Alien
ou le 8ème passager : La psychanalyse
Il y a des films comme ça que vous voyez sans a priori
et qui parlent à ce qu’il y a de plus profond en vous. Pour
moi Alien fut une révélation mystique, je l’ai vu la
première fois à la télé aux USA, j’avais 13 ans et, malgré
les pubs tous les quarts d’heure et le barrage de la langue,
j’ai senti une magie, une dimension profonde. J’ai attendu
sa rediffusion au cinéma pour pouvoir, d’une part, vérifier
ce ressenti et, d’autre part, voir si ce n’était pas qu’un
enthousiasme pubère gonflé d’américanisme. …Le choc… le fond
et la forme…les suggestions… mais surtout cette dimension
psychanalytique. Pauvres bonhommes qui se perdent dans des
méandres, des tunnels utérins, qui enfantent malgré eux et
en meurent violemment.
Alien
ce fœtus qui se rebelle... contre qui ? Contre quoi ?…. Aucune
reconnaissance paternelle !!! L’enfant-de-l’-homme devient
prédateur et non plus proie.
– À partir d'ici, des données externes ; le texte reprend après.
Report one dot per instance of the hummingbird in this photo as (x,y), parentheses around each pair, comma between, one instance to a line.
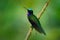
(34,21)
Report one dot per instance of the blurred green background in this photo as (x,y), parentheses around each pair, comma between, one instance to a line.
(14,24)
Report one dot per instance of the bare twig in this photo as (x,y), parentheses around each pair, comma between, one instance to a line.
(38,16)
(29,33)
(43,9)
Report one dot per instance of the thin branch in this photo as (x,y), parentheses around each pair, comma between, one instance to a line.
(43,9)
(29,33)
(38,16)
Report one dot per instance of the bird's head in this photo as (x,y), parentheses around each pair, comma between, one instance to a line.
(30,11)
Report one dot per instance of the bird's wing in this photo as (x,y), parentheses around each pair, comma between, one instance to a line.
(36,24)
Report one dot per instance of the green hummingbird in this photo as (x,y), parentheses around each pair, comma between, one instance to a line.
(34,21)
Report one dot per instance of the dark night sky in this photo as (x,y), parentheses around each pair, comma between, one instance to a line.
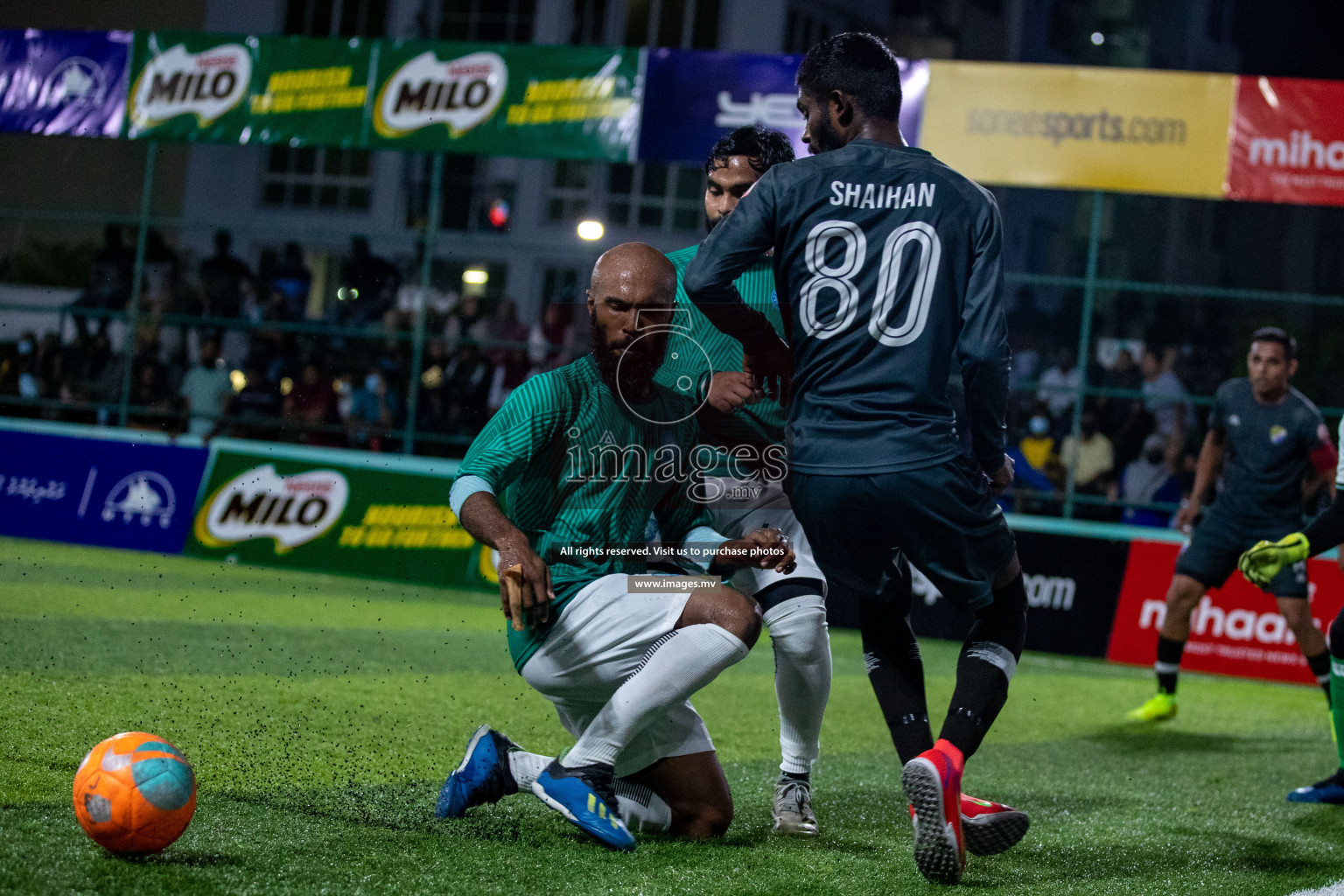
(1291,38)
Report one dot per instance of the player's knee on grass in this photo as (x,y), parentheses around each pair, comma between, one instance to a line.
(704,820)
(726,607)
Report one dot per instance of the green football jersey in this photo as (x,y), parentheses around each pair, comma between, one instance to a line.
(699,349)
(579,466)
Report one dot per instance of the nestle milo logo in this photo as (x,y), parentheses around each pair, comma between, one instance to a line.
(261,504)
(460,93)
(176,82)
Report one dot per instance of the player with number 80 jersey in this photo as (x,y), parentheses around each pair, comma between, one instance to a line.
(889,262)
(887,268)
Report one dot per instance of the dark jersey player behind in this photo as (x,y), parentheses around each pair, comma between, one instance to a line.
(1263,564)
(887,266)
(1264,437)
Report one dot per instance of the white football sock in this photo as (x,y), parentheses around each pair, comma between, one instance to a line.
(684,662)
(641,808)
(526,767)
(802,677)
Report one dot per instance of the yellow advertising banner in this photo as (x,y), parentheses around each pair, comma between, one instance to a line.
(1130,130)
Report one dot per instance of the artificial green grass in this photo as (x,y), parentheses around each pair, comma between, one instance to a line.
(321,715)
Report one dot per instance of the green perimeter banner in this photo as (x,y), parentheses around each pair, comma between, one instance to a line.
(278,509)
(248,89)
(508,100)
(501,100)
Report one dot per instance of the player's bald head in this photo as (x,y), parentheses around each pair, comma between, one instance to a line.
(634,271)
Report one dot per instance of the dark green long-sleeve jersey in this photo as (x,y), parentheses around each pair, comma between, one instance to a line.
(887,268)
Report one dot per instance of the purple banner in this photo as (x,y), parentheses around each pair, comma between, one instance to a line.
(92,491)
(694,97)
(63,82)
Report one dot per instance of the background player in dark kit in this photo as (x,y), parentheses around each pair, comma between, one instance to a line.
(1264,437)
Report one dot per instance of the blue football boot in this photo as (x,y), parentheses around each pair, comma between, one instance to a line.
(586,795)
(483,777)
(1323,792)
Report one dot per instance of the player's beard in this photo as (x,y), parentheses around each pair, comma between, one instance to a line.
(637,367)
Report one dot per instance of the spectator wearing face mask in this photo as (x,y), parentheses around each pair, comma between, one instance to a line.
(1150,480)
(374,407)
(1093,456)
(1037,462)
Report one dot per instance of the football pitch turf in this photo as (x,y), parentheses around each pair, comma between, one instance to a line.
(321,715)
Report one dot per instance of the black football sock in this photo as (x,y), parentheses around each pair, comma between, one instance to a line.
(1168,664)
(895,670)
(987,665)
(1320,665)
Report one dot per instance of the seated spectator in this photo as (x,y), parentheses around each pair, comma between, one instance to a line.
(311,409)
(152,404)
(109,281)
(553,341)
(374,409)
(466,384)
(1164,396)
(255,410)
(503,326)
(371,284)
(293,281)
(466,321)
(1060,384)
(515,371)
(1150,480)
(1037,466)
(206,391)
(225,281)
(1092,453)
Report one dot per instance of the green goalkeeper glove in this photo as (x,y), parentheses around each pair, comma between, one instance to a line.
(1264,562)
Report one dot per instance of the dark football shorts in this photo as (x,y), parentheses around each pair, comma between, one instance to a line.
(1218,543)
(942,517)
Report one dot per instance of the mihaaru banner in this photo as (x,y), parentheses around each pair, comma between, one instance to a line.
(508,100)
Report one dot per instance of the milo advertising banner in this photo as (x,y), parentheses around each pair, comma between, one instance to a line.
(311,90)
(248,89)
(508,100)
(360,514)
(190,87)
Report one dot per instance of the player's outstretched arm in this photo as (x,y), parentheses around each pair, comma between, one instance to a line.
(527,605)
(766,549)
(732,246)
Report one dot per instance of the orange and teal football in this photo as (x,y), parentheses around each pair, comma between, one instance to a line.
(135,793)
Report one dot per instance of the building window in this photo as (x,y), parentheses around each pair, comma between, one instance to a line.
(646,196)
(805,30)
(559,286)
(494,20)
(588,22)
(570,191)
(690,24)
(336,18)
(318,178)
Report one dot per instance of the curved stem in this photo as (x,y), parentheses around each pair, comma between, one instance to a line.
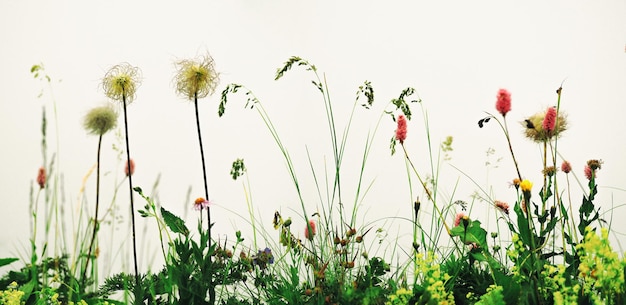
(132,205)
(95,219)
(206,193)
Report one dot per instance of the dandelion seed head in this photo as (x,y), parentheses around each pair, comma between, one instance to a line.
(121,82)
(196,78)
(100,120)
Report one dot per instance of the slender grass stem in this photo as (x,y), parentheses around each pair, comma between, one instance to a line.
(132,204)
(95,219)
(206,193)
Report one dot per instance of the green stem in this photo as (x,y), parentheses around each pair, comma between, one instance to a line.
(132,206)
(206,193)
(95,219)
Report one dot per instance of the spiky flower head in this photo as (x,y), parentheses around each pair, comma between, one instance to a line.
(41,177)
(566,167)
(526,185)
(401,129)
(196,78)
(503,101)
(536,125)
(100,120)
(121,82)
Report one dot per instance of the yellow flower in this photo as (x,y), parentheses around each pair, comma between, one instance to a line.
(121,82)
(196,78)
(526,185)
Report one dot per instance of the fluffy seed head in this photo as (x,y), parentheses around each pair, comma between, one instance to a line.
(121,82)
(196,78)
(100,120)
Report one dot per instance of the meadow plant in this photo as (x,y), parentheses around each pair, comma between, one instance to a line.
(545,255)
(120,84)
(98,121)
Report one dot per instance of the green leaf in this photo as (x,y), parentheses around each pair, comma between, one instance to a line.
(472,234)
(6,261)
(174,222)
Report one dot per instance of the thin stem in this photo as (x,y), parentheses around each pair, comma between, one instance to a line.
(95,219)
(206,193)
(206,188)
(132,204)
(406,154)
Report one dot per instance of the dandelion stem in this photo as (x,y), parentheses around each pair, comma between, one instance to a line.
(132,204)
(206,193)
(406,154)
(95,219)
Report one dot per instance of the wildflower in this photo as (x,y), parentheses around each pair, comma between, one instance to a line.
(121,82)
(263,258)
(589,173)
(503,103)
(543,126)
(549,120)
(549,171)
(196,78)
(401,129)
(503,206)
(100,120)
(458,218)
(566,167)
(309,230)
(595,164)
(516,183)
(41,178)
(526,185)
(129,171)
(201,203)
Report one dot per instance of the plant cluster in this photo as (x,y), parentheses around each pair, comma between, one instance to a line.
(546,252)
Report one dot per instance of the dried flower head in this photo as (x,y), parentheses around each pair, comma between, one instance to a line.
(526,185)
(129,171)
(503,102)
(100,120)
(196,78)
(310,230)
(200,203)
(503,206)
(121,82)
(536,129)
(566,167)
(41,178)
(549,120)
(401,129)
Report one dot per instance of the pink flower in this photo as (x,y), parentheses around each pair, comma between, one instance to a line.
(201,203)
(503,103)
(309,234)
(566,167)
(457,219)
(132,167)
(549,121)
(41,177)
(503,206)
(589,173)
(401,130)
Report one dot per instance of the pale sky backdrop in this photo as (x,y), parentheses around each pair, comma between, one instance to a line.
(456,54)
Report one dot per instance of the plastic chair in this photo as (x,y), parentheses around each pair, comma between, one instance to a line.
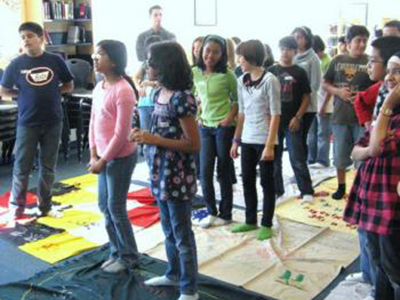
(8,130)
(82,71)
Le cycle de reproduction…d’abord
un œuf puis un embryon .. Ne serait-ce pas la condition humaine
? Mais quand il doit se débattre et crever la cage thoracique
(faute d’utérus et de vagin), pour s’échapper, cela relève
plus de la condition de l’homme à ne pas pouvoir procréer
et s’il le fait à devoir en mourir atrocement.
L’univers
d’Alien est terriblement féminin, les décors, l’étranger
lui-même…vous avouerez qu’il ressemble plus à un succube qu’à
Hulk !! Les hommes meurent évidemment mais alors pourquoi
seule Ripley en réchappe ? Peut-être que sa co-équipière est
enfermée dans son état de femme dépendante de l’homme ? Elle
ne sait que suivre le mâle … cela la perdra face au monstre…moment
de vérité. Et Ash l’humanoïde alors ? Il n’est pas confronté
à la bête car il ne représente rien d’humain, rien de masculin.
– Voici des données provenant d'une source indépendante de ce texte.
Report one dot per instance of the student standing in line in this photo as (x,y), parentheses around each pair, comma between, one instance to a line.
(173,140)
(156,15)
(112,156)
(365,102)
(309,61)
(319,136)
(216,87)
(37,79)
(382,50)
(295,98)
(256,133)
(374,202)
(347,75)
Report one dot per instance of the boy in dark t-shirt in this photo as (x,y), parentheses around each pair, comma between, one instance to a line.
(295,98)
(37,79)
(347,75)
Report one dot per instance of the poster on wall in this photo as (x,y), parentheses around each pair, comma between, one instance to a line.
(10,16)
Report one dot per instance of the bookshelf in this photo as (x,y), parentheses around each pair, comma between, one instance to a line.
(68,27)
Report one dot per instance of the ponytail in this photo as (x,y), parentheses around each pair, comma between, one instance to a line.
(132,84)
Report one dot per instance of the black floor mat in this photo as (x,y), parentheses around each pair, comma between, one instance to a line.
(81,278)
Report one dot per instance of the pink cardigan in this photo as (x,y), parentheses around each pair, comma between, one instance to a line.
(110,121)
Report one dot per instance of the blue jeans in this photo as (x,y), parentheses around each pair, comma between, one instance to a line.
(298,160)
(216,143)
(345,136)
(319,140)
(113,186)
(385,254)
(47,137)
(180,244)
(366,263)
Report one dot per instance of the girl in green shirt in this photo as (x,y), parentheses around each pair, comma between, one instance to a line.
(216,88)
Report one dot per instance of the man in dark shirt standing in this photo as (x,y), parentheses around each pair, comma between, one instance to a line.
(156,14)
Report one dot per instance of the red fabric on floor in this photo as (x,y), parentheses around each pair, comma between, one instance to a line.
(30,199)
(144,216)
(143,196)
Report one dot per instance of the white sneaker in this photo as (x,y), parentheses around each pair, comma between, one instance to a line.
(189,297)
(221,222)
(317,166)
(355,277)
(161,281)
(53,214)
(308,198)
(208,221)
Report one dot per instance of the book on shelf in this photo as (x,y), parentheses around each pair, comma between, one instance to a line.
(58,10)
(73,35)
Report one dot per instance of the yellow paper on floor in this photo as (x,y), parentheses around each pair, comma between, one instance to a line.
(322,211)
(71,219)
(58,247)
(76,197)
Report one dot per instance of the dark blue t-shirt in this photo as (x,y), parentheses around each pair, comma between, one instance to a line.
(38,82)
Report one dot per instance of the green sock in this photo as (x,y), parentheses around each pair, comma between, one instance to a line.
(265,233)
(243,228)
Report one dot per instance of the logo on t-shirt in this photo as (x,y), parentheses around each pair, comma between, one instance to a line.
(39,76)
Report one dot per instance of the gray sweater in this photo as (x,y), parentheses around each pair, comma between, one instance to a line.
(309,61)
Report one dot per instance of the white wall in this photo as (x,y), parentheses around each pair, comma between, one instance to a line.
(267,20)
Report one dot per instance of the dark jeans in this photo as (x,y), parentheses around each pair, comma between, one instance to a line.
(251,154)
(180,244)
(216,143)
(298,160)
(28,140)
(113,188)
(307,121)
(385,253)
Par contre lui et la bête marchent sur des sentiers parallèles,
Ash doit ramener le monstre sous des motifs bassement mercantiles
et militaires..mais sa vénération pour l’Alien en dit plus.
Il
aimerait être elle, régler ses comptes avec l’humanité et
le manque d’humanité que l’homme lui a donné…Il veut prendre
sa revanche comme « l’Etranger » en somme. L’homme
est persuadé qu’il contrôle sa création et la vie qui va avec
mais qu'en est-il lorsque celle-ci lui fait payer le prix
de sa vanité ? Et Ripley alors ? Pourquoi ne meurt-elle pas
? Sans doute car elle ne correspond pas à cette création de
l’homme, elle n’est pas le modèle de la femme que l’homme
a façonné.. Elle est indépendante de lui, rebelle à
la représentation mentale qu’il a d’elle. Elle ne se complaît
pas dans le rôle de « sous-femme »que lui a donné l’homme.
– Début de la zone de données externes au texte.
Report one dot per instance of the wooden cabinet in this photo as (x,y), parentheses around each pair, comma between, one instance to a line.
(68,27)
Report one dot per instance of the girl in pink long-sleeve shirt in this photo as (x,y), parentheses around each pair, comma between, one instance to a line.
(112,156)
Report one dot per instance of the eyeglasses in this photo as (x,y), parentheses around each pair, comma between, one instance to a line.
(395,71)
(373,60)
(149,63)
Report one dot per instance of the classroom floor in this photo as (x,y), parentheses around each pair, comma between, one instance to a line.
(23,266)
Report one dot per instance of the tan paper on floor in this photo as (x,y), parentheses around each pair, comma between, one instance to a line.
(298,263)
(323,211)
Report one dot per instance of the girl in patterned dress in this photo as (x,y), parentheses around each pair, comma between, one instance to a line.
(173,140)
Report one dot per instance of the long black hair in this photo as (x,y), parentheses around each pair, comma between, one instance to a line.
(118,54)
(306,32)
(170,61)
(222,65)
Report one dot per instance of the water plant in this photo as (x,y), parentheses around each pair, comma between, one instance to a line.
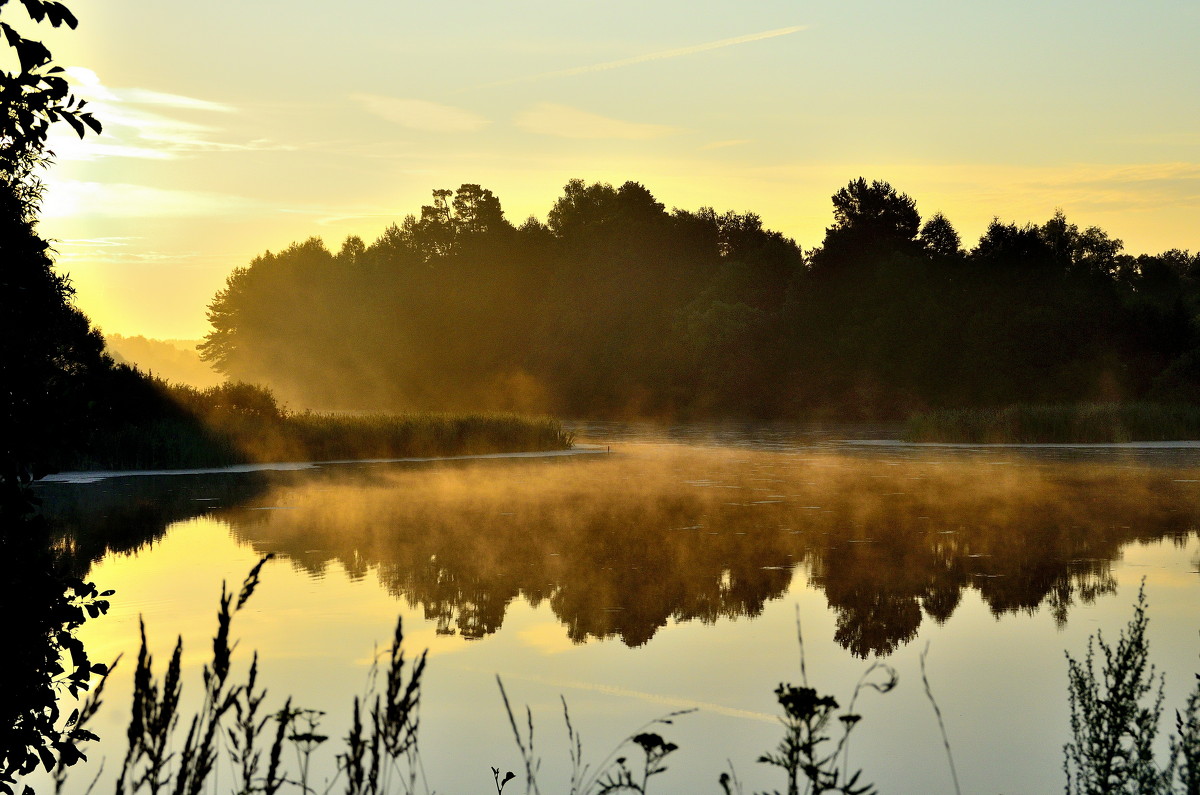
(1072,423)
(173,425)
(613,773)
Elle ne respire pas la sensualité vouée à l’homme. D’ailleurs,
posez vous la question quand vous reverrez le film.. vous
la voyez comment Ripley ?…Comme une femme battante, comme
un homme ou 3ème possibilité comme un être asexué ? Honnêtement,
la dernière réponse semble la plus commune… Est –elle désirable
?…Un être asexué est plus rassurant en effet !!! Pourtant
Ripley est libérée de ce carcan, elle est libre.. c’est une
Femme qui ne se perd pas dans cette procréation qui englue
le reste de l’humanité. Ce n’est heureusement pas non plus
une surfemme … ce serait trop facile !!! Elle survit car quand
elle se retrouve dans cette pièce confinée ,espace qu’affectionne
particulièrement l’Alien (tous les membres de l’équipage ont
été massacrés dans des « utérus »), elle le rejette et le
vainc.
Aliens
: Les surhommes (militaires)
Puisque les hommes n’ont pas vaincu la bête … envoyons lui
les surhommes. Cet épisode est moins psychanalytique que le
premier .. bien sûr il y a toujours l’antre utérine
de la bête ..des bêtes et, surtout, il y a ces militaires
(mâles et femelles) armés de leurs phallus hyperpuissants,
mais le scénario tend à « sensualiser » Ripley … N’a-t-elle
pas peur d’y retourner ? N’est-elle pas désirable et amoureuse
du lieutenant ? Et surtout ne devient-elle pas "Maman"
sans enfanter ?
L’action
est ce qui domine ce film… plus d’aliens donc plus de combats
et moins de profondeur pour Ripley. Nous voyons dans cette
épisode poindre le mythe de la surfemme, celui là même qui
tue la Femme. Ripley doit se battre contre la reine des aliens
et ce combat devient non pas le « Choc des Titans » mais le
« Choc des supermamans ». Ripley gagne car elle doit défendre
sa progéniture..
Alien3
: Sombre et masculin
Ripley
est désormais une femme sensuelle même si on préserve les
apparences (on ne va pas tout détruire aussi lourdement !)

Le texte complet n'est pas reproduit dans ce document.